Thursday, August 30, 2007

migration to UTF character set

When you try to import data from fixed size character set (ex. we8mswin1252) to UTF, you can go into problem that value is too large for column.

This problem can appear when table was created with char or varchar2 column which size was specified in bytes not in characters. There is a parameter NLS_LENGTH_SEMANTICS
which has two values - byte or char. Default value is byte, and in that case if you make a export from database with default parameter and then you import this data into new database, all tables will be created with byte size for character columns (ex. varchar2(50 byte)).
My first thought was, that if I change this parameter to "char" in new database, all tables will be created in "char" size. But this is only partial true, new tables are created with "char" length of columns but import process still is creating columns with byte.

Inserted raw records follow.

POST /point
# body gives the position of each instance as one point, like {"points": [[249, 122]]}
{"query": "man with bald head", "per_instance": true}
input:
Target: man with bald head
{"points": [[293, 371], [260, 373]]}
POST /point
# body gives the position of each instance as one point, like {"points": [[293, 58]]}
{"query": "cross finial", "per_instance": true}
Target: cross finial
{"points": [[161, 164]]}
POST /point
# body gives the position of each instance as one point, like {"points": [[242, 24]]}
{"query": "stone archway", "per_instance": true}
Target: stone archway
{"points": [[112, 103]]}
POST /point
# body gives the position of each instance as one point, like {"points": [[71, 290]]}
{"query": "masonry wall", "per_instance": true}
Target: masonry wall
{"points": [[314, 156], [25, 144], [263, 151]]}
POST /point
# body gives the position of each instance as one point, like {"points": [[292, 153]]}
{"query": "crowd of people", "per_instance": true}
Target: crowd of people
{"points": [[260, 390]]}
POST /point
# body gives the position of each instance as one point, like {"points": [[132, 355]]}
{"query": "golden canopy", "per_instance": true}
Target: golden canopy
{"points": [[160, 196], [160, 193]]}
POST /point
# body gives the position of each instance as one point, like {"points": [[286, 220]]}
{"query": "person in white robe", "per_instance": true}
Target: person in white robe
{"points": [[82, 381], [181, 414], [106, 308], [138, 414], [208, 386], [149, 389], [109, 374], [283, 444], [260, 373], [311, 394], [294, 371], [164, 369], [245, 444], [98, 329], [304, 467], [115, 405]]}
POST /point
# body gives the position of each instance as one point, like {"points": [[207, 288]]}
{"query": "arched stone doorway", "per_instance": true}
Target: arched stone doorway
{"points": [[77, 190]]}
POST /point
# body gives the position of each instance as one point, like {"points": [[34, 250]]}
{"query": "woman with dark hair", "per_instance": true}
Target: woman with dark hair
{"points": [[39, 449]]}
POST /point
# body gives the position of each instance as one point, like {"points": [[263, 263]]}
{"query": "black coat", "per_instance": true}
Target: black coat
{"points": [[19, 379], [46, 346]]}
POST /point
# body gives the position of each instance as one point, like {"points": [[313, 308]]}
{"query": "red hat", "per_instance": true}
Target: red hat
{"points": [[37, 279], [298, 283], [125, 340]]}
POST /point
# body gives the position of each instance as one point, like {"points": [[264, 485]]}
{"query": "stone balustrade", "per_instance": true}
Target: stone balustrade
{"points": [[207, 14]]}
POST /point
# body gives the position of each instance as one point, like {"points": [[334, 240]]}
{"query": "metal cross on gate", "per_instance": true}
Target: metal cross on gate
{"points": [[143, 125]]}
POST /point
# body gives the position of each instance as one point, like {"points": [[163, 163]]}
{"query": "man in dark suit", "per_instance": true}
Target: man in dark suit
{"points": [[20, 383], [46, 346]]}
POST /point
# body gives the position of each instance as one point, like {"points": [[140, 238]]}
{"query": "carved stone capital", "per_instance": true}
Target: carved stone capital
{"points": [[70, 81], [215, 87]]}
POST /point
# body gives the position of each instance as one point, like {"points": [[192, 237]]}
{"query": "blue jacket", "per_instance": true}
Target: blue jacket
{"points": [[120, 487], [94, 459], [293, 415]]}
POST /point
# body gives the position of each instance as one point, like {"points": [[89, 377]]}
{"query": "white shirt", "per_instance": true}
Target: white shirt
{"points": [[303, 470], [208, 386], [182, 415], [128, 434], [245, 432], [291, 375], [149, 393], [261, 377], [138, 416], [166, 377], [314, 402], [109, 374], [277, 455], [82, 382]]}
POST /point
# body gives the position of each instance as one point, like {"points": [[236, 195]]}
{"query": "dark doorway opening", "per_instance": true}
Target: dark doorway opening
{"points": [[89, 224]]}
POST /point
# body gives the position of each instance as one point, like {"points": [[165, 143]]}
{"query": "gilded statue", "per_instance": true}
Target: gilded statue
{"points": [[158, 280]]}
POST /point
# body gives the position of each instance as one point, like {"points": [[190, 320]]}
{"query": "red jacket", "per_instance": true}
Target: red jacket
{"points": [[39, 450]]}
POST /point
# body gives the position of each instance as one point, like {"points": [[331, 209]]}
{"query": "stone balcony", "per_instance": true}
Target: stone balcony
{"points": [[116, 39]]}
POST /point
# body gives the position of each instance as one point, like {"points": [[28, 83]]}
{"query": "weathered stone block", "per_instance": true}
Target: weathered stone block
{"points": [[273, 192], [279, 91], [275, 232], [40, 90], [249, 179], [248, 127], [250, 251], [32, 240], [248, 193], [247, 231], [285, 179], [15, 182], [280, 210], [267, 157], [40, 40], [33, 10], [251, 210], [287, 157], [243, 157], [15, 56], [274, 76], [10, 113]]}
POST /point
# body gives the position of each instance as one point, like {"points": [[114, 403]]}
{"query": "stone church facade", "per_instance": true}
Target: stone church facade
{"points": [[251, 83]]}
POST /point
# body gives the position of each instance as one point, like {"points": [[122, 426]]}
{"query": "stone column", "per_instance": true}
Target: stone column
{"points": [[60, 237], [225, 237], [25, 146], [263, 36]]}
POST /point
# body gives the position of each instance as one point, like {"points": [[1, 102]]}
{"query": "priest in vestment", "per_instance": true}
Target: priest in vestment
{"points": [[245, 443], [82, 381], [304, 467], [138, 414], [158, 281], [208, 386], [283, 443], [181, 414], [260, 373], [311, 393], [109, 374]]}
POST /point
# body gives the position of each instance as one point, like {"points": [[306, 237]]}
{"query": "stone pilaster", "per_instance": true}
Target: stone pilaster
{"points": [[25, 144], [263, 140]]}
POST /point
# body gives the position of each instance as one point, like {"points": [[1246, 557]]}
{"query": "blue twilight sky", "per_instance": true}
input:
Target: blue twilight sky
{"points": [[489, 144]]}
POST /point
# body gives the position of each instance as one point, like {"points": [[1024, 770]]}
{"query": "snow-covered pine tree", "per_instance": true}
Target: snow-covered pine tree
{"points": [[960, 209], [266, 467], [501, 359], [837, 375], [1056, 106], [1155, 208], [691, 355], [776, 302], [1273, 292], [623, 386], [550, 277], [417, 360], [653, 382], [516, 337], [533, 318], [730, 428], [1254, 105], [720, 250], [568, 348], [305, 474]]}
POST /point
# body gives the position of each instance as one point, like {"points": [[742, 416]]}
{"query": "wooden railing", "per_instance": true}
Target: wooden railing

My solution is to split import process into three steps.
1. Import only tables definitions (import with parameter rows=n)
2. Change column definition from byte to char using prepared script
3. Import data.

How to create script for column conversion ? Using SQL query in SQL*Plus:

set pagesize 0
set linesize 100
spool convert.sql
select 'alter table ' || owner || '.' || table_name || ' modify ' || column_name || ' ' || data_type || '(' || data_length || ')' from dba_tab_columns where owner='schema' and char_used = 'B' and table_name not in (select view_name from dba_views where owner='schema');
spool off

This query generate script, which is executed and after that all char and varchar2 columns should use "char" as length size.